The benchmark S&P 500 wobbled this week but remains less than 1% below its all-time high, up more than 8% for the year. Strength in earnings has allowed investors to look past negative factors such as higher yields, surging oil prices and the ongoing
U.S.-Israeli war with Iran, said Anthony Saglimbene, chief market strategist at Ameriprise, but "company reporting is kind of done now."
"Investors are moving beyond the earnings season, and the macro environment is starting to take more center stage," Saglimbene said, ahead of a shortened trading week due to the Memorial Day holiday on Monday.
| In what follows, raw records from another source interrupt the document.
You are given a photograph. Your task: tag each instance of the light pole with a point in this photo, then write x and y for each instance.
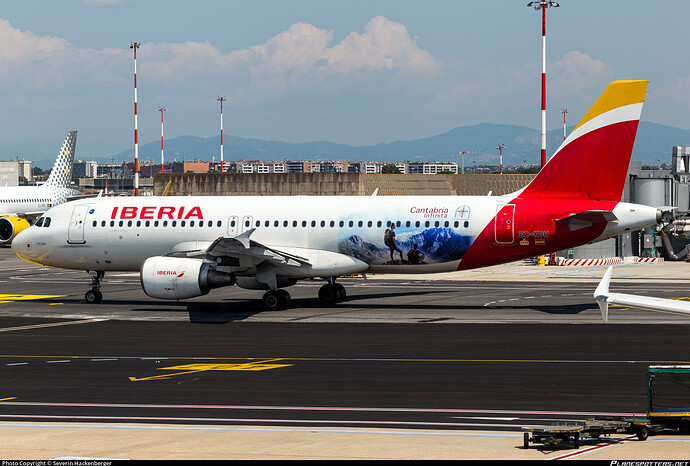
(543, 5)
(135, 46)
(500, 148)
(221, 99)
(162, 109)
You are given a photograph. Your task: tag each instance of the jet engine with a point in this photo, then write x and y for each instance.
(10, 227)
(181, 278)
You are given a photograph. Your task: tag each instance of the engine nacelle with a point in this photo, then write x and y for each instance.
(251, 283)
(10, 227)
(181, 278)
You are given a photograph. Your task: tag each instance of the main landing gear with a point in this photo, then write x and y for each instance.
(276, 299)
(94, 295)
(329, 294)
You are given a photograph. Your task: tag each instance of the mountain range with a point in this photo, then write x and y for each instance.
(653, 146)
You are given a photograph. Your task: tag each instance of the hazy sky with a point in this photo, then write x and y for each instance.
(355, 72)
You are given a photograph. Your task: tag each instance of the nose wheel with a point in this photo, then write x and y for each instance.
(94, 295)
(332, 293)
(274, 300)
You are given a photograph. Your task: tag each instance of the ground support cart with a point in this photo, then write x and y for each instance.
(574, 431)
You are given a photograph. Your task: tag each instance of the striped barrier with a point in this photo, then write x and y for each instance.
(648, 259)
(586, 262)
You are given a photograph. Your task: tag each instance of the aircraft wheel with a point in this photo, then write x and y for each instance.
(93, 296)
(271, 301)
(340, 292)
(328, 294)
(284, 298)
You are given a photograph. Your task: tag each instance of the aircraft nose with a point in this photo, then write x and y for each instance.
(22, 244)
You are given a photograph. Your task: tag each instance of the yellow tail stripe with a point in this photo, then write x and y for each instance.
(618, 94)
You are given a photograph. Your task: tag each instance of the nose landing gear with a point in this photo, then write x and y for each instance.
(94, 295)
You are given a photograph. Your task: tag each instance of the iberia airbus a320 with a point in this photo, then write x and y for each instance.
(186, 246)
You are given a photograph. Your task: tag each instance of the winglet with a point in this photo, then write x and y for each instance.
(600, 294)
(61, 174)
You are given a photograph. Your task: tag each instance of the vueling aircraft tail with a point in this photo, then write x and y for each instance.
(61, 173)
(592, 162)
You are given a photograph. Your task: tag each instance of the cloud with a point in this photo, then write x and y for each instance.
(20, 47)
(385, 45)
(577, 71)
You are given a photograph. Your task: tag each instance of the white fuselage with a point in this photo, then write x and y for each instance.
(120, 233)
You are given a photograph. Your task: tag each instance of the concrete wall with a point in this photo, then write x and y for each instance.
(334, 184)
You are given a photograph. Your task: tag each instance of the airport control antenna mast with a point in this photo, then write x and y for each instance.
(221, 99)
(500, 148)
(162, 109)
(135, 46)
(543, 5)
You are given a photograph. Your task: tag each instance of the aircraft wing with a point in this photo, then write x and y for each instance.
(587, 218)
(250, 252)
(604, 298)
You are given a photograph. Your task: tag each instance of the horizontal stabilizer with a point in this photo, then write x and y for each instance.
(604, 298)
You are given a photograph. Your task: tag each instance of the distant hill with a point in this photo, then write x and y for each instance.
(522, 145)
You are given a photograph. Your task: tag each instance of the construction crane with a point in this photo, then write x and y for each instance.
(462, 154)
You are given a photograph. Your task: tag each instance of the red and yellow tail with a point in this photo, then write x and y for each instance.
(592, 162)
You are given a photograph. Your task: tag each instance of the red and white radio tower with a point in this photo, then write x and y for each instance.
(543, 5)
(221, 99)
(135, 46)
(500, 157)
(162, 109)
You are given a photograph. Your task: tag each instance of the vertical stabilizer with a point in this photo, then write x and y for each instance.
(61, 173)
(593, 161)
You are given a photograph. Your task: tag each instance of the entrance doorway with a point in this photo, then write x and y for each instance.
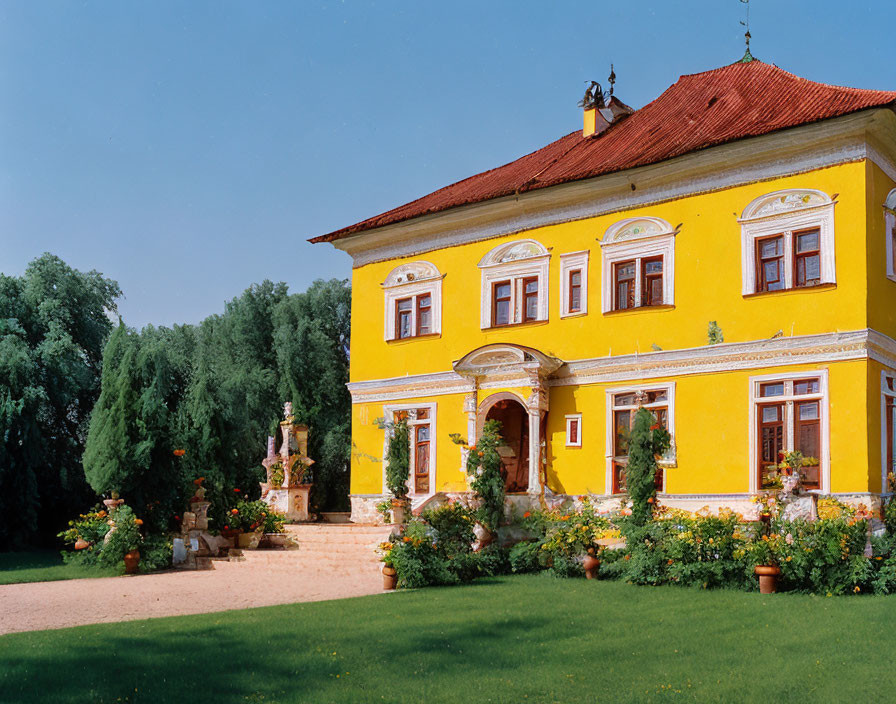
(515, 452)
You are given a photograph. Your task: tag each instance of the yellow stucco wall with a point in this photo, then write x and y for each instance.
(707, 287)
(711, 410)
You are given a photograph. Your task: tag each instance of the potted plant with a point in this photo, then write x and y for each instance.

A selloff in the bond market has Wall Street on edge. The benchmark 10-year Treasury yield this week hit its highest level since January 2025, while the 30-year yield touched its highest since 2007. Yields, which rise as bond prices fall, pose headwinds for stocks as they increase rapidly, including by pressuring valuations and translating into higher borrowing costs for consumers and businesses.
Major factors driving yields higher have been inflationary worries and war-related energy price spikes.
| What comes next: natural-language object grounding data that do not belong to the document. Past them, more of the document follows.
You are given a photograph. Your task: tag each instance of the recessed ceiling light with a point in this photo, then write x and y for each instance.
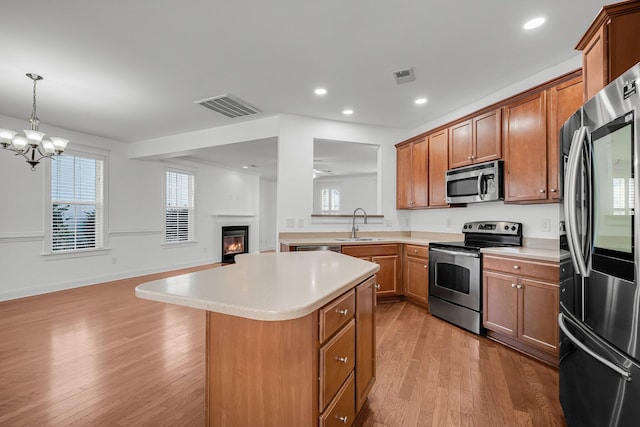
(534, 23)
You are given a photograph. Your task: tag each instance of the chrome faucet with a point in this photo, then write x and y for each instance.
(353, 226)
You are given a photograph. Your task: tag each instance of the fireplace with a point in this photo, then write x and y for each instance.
(235, 240)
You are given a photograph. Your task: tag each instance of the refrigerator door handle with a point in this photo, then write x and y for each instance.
(622, 372)
(573, 163)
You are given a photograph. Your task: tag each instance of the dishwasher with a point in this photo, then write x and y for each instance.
(334, 248)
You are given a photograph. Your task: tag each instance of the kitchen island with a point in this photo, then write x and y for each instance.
(290, 337)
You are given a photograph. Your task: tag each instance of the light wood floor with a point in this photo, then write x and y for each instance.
(100, 356)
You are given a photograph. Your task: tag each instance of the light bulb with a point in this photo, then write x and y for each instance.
(19, 142)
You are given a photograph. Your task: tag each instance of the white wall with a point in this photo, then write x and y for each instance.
(135, 220)
(268, 214)
(295, 170)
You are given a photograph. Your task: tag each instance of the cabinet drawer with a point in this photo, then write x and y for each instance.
(342, 410)
(336, 314)
(337, 359)
(370, 250)
(536, 269)
(417, 251)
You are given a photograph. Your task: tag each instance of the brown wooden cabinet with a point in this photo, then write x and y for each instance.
(412, 180)
(438, 165)
(562, 101)
(531, 129)
(387, 256)
(416, 274)
(476, 140)
(365, 341)
(610, 46)
(521, 301)
(525, 143)
(314, 370)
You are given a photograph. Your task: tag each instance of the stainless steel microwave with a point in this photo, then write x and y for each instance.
(482, 182)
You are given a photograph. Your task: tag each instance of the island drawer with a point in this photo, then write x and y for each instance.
(336, 314)
(536, 269)
(337, 360)
(341, 411)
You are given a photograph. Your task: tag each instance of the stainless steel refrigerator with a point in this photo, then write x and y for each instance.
(600, 300)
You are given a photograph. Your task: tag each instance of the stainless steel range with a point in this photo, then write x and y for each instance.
(455, 271)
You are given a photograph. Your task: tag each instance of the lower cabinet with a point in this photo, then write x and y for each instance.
(309, 371)
(416, 274)
(387, 256)
(347, 357)
(521, 301)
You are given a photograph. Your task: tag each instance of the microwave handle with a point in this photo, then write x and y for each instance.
(480, 193)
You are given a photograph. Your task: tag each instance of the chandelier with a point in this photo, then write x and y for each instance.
(32, 146)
"Inflation concerns continue to flare," said Jim Baird, chief investment officer with Plante Moran Financial Advisors. "You're seeing upside in long-term Treasury yields that is kind of challenging the bond market and probably puts a practical lid on equities broadly if it persists for some period of time."
US INFLATION MEASURE ON TAP
A view of inflation is due on Thursday with the April reading of the personal consumption expenditures price index. The release of PCE, the measure favored by the Federal Reserve for setting its 2% annual inflation target, follows hot readings this month for other gauges of consumer and producer prices.
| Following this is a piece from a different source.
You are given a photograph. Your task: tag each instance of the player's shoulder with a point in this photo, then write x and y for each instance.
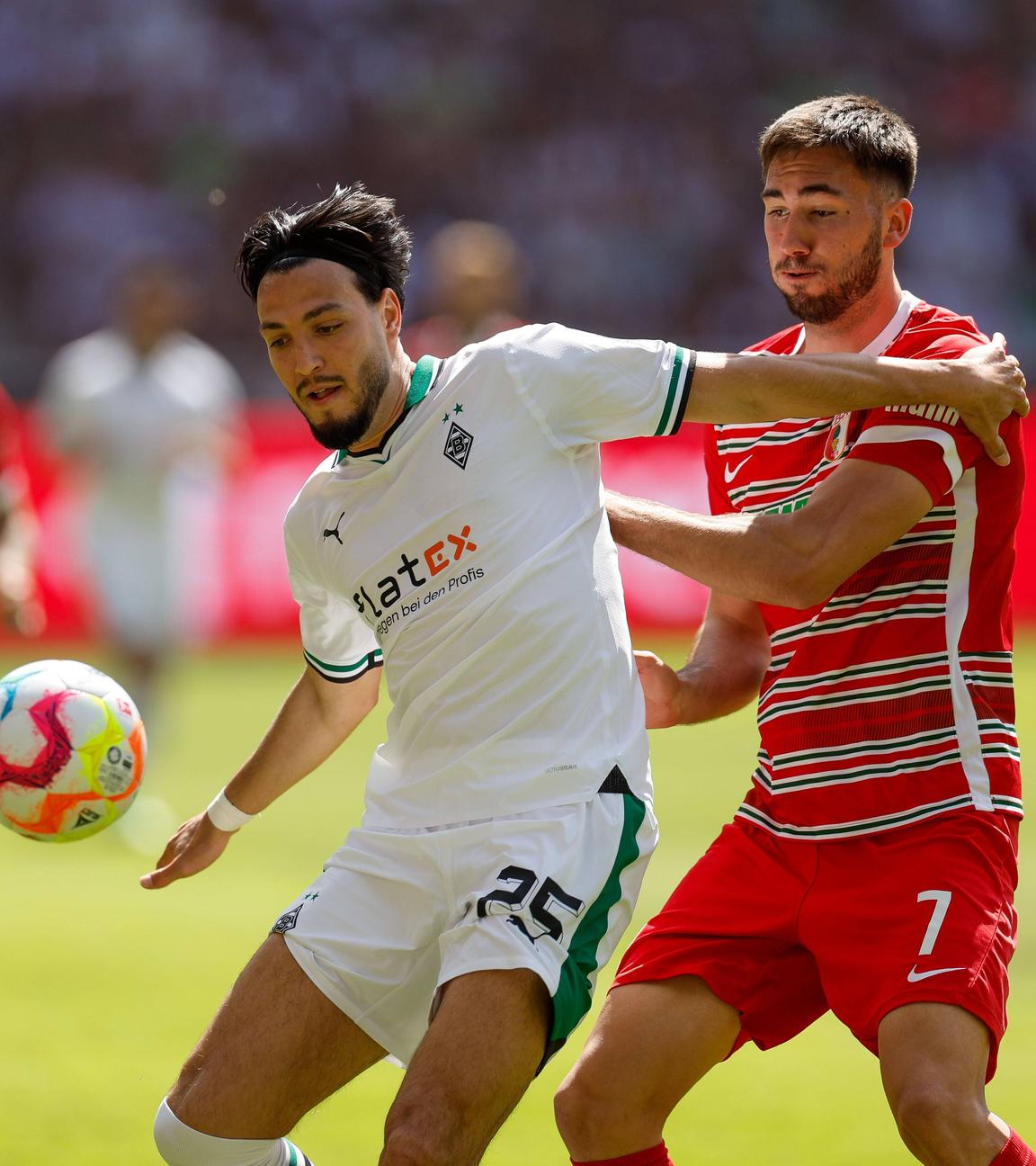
(933, 333)
(522, 353)
(311, 492)
(780, 344)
"It will be another data point that likely shows that months of elevated oil prices and supply disruptions are starting to feed through into inflation data," Saglimbene said.
Inflation worries are increasingly filtering into expectations for interest rates. Futures markets now price in the potential for a rate hike by the Federal Reserve later in 2026. At the start of this year, markets were banking on more equity-friendly rate cuts.
Minutes released this week from the Fed's latest policy meeting showed officials growing more concerned that price spikes during the U.S.-Israeli war on Iran could stoke inflation. A growing number were open to the possibility that they may need to raise rates.
"At best, I'd say you're now in more of an extended pause scenario with the potential for a turn to rate hikes later this year if the inflation story continues to heat up," Baird said.
Other economic data in the coming week include a fresh estimate of first-quarter growth and the latest consumer confidence print.
COSTCO, SALESFORCE ENDING A STANDOUT Q1
With more than 90% of S&P 500 companies having reported results, overall first-quarter earnings are on track to have jumped more than 28% from a year earlier, according to LSEG IBES data.
"I would say expectations for earnings and economic growth are pretty high," said Scott Wren, senior global market strategist at Wells Fargo Investment Institute. "That's built into where stock prices are right now."
Several key retailers will report in the coming week, including Costco, Best Buy and Dollar Tree, as investors look for signs that elevated gas prices might be eating away at other consumer spending. Walmart shares slumped on Thursday after the retailing bellwether stuck to its conservative annual sales and profit targets.
AI, which has been a key driver of stocks and earnings growth, will also be in focus with results from cloud software provider Salesforce and Dell Technologies, which sells servers.
Chipmaker Nvidia, whose results are considered a barometer for the AI market's health, on Wednesday forecast second-quarter revenue of $91 billion, surpassing Wall Street's estimates.
Nvidia's "results help reinforce that robust AI-related spending trends remain intact," Brock Weimer, investment strategy analyst at Edward Jones, said in emailed commentary.